From f96c76fbcfb3832d282125eccf0a16fa2ac12f6a Mon Sep 17 00:00:00 2001
From: Neil Dhar <neildhar@meta.com>
Date: Mon, 17 Nov 2025 22:10:45 -0800
Subject: [PATCH] Make WarpSpecializePartitionsOp implement
 RegionBranchInterface

Existing IR traversals for things like dataflow analysis cannot
automatically descend into the non-default partitions of a
WarpSpecializeOp because we do not encode the edges to these regions
through RegionBranchInterface.

Changing the warpspec operations to reflect these edges allows us to
clean up code in the dataflow analyses that walks the IR looking for
`WarpSpecializePartitionsOp`, and populates its block args.
---
 .../Dialect/TritonGPU/IR/TritonGPUOps.td       | 10 ++++++----
 lib/Analysis/Allocation.cpp                    | 12 +++---------
 lib/Analysis/AxisInfo.cpp                      | 18 +-----------------
 lib/Analysis/Membar.cpp                        | 17 ++++++++---------
 lib/Dialect/TritonGPU/IR/Ops.cpp               | 16 +++++++++++++---
 5 files changed, 31 insertions(+), 42 deletions(-)

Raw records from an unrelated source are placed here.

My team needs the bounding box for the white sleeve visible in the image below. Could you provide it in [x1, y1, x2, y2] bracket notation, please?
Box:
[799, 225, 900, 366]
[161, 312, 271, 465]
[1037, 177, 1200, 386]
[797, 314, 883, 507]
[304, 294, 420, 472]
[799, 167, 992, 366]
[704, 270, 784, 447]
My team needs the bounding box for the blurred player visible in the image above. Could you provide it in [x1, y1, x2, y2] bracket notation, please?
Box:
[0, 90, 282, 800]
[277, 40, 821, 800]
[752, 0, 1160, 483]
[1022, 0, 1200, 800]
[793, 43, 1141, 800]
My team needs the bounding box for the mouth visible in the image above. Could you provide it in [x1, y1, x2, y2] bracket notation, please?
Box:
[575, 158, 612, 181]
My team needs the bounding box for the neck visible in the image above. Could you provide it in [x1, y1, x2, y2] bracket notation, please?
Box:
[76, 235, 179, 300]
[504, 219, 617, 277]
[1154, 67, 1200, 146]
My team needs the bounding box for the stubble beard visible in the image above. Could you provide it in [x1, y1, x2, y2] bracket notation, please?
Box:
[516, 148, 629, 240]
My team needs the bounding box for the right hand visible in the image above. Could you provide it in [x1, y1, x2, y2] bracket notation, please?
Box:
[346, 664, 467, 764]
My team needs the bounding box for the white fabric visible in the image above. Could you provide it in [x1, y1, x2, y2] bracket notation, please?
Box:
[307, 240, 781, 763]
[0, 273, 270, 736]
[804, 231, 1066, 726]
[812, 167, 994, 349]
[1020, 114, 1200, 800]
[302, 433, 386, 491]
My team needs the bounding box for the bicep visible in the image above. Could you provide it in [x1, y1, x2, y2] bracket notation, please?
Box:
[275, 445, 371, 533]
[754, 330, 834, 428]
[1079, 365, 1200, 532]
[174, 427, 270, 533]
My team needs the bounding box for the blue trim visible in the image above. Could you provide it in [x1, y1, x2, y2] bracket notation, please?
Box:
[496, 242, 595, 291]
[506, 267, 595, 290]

diff --git a/include/triton/Dialect/TritonGPU/IR/TritonGPUOps.td b/include/triton/Dialect/TritonGPU/IR/TritonGPUOps.td
index 04943280fcfe..4bff108a9742 100644
--- a/include/triton/Dialect/TritonGPU/IR/TritonGPUOps.td
+++ b/include/triton/Dialect/TritonGPU/IR/TritonGPUOps.td
@@ -527,10 +527,12 @@ def TTG_WarpSpecializeOp : TTG_Op<"warp_specialize", [
   let hasCanonicalizeMethod = 1;
 }
 
-def TTG_WarpSpecializePartitionsOp : TTG_Op<"warp_specialize.partitions", [
-  IsolatedFromAbove, RecursiveMemoryEffects, RecursivelySpeculatable,
-  Terminator, HasParent<"WarpSpecializeOp">
-]> {
+def TTG_WarpSpecializePartitionsOp
+    : TTG_Op<"warp_specialize.partitions",
+             [IsolatedFromAbove, RecursiveMemoryEffects,
+              RecursivelySpeculatable, Terminator,
+              HasParent<"WarpSpecializeOp">,
+              DeclareOpInterfaceMethods<RegionBranchOpInterface>]> {
   let summary = "container op for `ttg.warp_specialize`";
   let description = [{
     Because MLIR requires entire operations be isolated from above, this op
diff --git a/lib/Analysis/Allocation.cpp b/lib/Analysis/Allocation.cpp
index 983b6645b8c1..2c97a4855288 100644
--- a/lib/Analysis/Allocation.cpp
+++ b/lib/Analysis/Allocation.cpp
@@ -232,15 +232,9 @@ class AllocationAnalysis {
     std::unique_ptr<DataFlowSolver> solver = createDataFlowSolver();
     SharedMemoryAliasAnalysis *aliasAnalysis =
         solver->load<SharedMemoryAliasAnalysis>();
-    // Run the analysis rooted at every isolated from above operation, including
-    // the top-level function but also any nested regions.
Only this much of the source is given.